Adult bushpigs stand from 66 to 100 cm at the shoulder, and mature boars can reach a weight of 150 kg, although 60 to 80 kg is more common. Sows are 45 to 70 kg. They resemble the domestic pig, and can be identified by their pointed, tufted ears and face mask.

Bushpigs vary in hair colour and skin colour over their range. Southern koiropotamus and nyasae populations are dark reddish, sometimes almost black. The coat colour darkens with age. Their heads may have a 'face mask' with a contrasting pattern of blackish to dark brown and white to dark grey markings, or may sometimes be completely whitish. The ears have tassels of long hairs. Their very sharp tusks are fairly short and inconspicuous. Unlike warthogs, bushpigs run with their long, thin tails held downward.

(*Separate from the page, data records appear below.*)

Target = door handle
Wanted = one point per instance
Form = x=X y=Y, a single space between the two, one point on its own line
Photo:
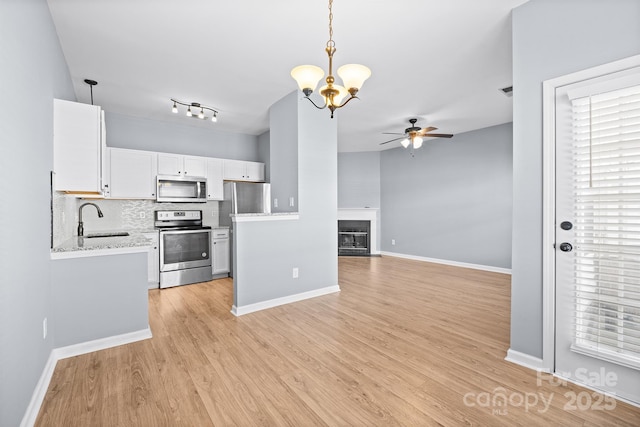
x=566 y=247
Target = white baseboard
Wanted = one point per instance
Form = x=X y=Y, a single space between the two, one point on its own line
x=250 y=308
x=59 y=353
x=101 y=344
x=452 y=263
x=40 y=391
x=525 y=360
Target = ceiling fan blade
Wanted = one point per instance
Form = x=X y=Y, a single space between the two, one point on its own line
x=391 y=140
x=438 y=135
x=425 y=130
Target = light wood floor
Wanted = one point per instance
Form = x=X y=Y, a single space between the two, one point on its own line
x=404 y=343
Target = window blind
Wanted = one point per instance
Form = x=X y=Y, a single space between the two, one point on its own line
x=606 y=190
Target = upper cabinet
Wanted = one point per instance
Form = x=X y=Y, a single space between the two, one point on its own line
x=215 y=188
x=78 y=147
x=177 y=164
x=240 y=170
x=132 y=174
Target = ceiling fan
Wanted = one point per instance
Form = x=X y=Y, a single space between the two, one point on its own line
x=414 y=135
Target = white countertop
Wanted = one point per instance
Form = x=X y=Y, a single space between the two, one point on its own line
x=277 y=216
x=77 y=247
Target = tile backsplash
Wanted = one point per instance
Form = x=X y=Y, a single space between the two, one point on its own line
x=119 y=215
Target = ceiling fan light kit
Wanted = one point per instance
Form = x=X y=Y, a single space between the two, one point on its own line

Males are typically larger than females. Old males develop two warts on their snout. Piglets are born with pale yellowish longitudinal stripes on a dark brown background; these soon disappear and the coat becomes reddish brown, with a black and white dorsal crest in both sexes. This mane bristles when the animal becomes agitated.

==Distribution==
Distributed over a wide range, the bushpig occurs from Ethiopia and Somalia in the north to southeastern DR Congo and southwards through the Cape and KwaZulu-Natal Provinces, South Africa, where it is largely known from the areas around Johannesburg and all along the country's southern coast. It is also known to inhabit Botswana, Eswatini, Kenya, Malawi, Mozambique, Tanzania, Uganda, Zambia and Zimbabwe. The bushpig also occurs on Madagascar, and possibly other islands in the Comoros archipelago. It is not known how the species reached these locations, though it was likely transported there by humans, possibly after a brief period of domestication. Numerous hybrids with domesticated breeds of pig have also been reported.

The bushpig appears to have increased its range in Botswana during the late 1970s or early 1980s. In 1993, it was speculated that the northern range of the species had shrunk due to sahelisation. It is uncommon in Burundi.

==Taxonomy==
For most of 20th century bushpigs were seen as a single species, Potamochoerus porcus, by almost all authors. In 1993 Peter Grubb, writing for the IUCN, split both the bushpig and the warthog into different species, and recognised numerous subspecies of all African hogs. The bushpig subspecies from West Africa (porcus), with more reddish hair, was seen as an independent species by him. Other authors have since continued to follow his interpretation of the bushpig. Because bushpigs had first been described from West Africa, this western taxon retained the name P. porcus, whereas all the other bushpig subspecies needed a new name. Bushpigs from the island of Madagascar had been described as a new species in 1822 by Frédéric Cuvier, P. larvatus, but were reduced to a subspecies of the bushpig when it was realised they were the same as those of mainland Africa. As Cuvier's publication had the oldest available name for the animals, this became the new Latin name for the other bushpig subspecies.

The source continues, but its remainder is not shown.